Nineteen states reported no data on Friday, which was a public holiday for New Year’s Day. The remaining states reported a total of more than 147,000 new cases on Friday. The near doubling of cases on Saturday can mostly be explained by many states reporting cases for both Friday and Saturday, with one state, Michigan, reporting cases for Thursday as well. Other states will wait until Sunday or Monday to report cases from the past few days, which will continue to distort the totals.

Regular data reporting is expected to resume toward the end of next week.

The country’s previous single-day record, according to a New York Times database, was 280,514 new cases on Dec. 11, though that number was also inflated because of 43,000 cases that were added from a backlog in Texas. The highest number of new cases in a single day without any data anomalies was 251,191 on Dec. 18.

Regardless of holiday reporting delays, the United States has had the world’s worst outbreak for most of the pandemic and is experiencing a new surge in infections even as vaccine distribution begins. The deluge is particularly strong in Los Angeles County, the largest in the United States, where the seven-day average of new cases is at a peak of 16,193, about 12 times higher than the seven-day average from Nov. 1, which was 1,347.
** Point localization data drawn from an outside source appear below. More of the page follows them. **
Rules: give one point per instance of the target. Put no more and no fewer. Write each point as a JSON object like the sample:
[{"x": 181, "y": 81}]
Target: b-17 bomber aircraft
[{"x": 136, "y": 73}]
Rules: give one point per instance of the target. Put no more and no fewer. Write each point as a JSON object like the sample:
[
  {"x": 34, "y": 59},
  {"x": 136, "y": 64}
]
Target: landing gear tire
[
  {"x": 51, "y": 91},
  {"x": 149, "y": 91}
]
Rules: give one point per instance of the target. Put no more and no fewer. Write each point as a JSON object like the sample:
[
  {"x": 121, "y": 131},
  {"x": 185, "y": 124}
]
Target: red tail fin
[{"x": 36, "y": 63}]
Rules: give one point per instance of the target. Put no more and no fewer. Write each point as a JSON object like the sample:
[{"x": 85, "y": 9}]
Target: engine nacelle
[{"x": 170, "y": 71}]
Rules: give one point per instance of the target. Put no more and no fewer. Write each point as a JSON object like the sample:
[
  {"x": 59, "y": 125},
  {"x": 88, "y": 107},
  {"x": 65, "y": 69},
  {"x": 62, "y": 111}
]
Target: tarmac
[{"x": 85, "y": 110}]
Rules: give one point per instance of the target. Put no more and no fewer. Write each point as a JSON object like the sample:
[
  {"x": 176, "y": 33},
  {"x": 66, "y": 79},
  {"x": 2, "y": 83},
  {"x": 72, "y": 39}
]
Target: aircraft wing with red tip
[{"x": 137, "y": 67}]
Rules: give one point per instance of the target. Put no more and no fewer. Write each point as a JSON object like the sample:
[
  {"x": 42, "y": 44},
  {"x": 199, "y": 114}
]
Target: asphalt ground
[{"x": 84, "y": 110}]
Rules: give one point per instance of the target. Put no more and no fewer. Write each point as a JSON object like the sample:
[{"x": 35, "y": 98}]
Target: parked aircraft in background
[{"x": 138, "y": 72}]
And with fears that another wave of cases will crest after holiday travel and gatherings, the country reached yet another milestone on Saturday that was once unthinkable, surpassing 350,000 total deaths. At the same time, more than 123,000 Covid-19 patients were hospitalized, only a slight drop from the record level on Thursday.

Distribution of the vaccine in the United States is taking longer than expected, with holiday staffing shortages and other resource issues putting the campaign far behind schedule in its third week. More than 4.2 million people in the United States have received a dose of a Covid-19 vaccine, according to the Centers for Disease Control and Prevention, far short of the goal federal officials set to give at least 20 million people their first shots before the end of December.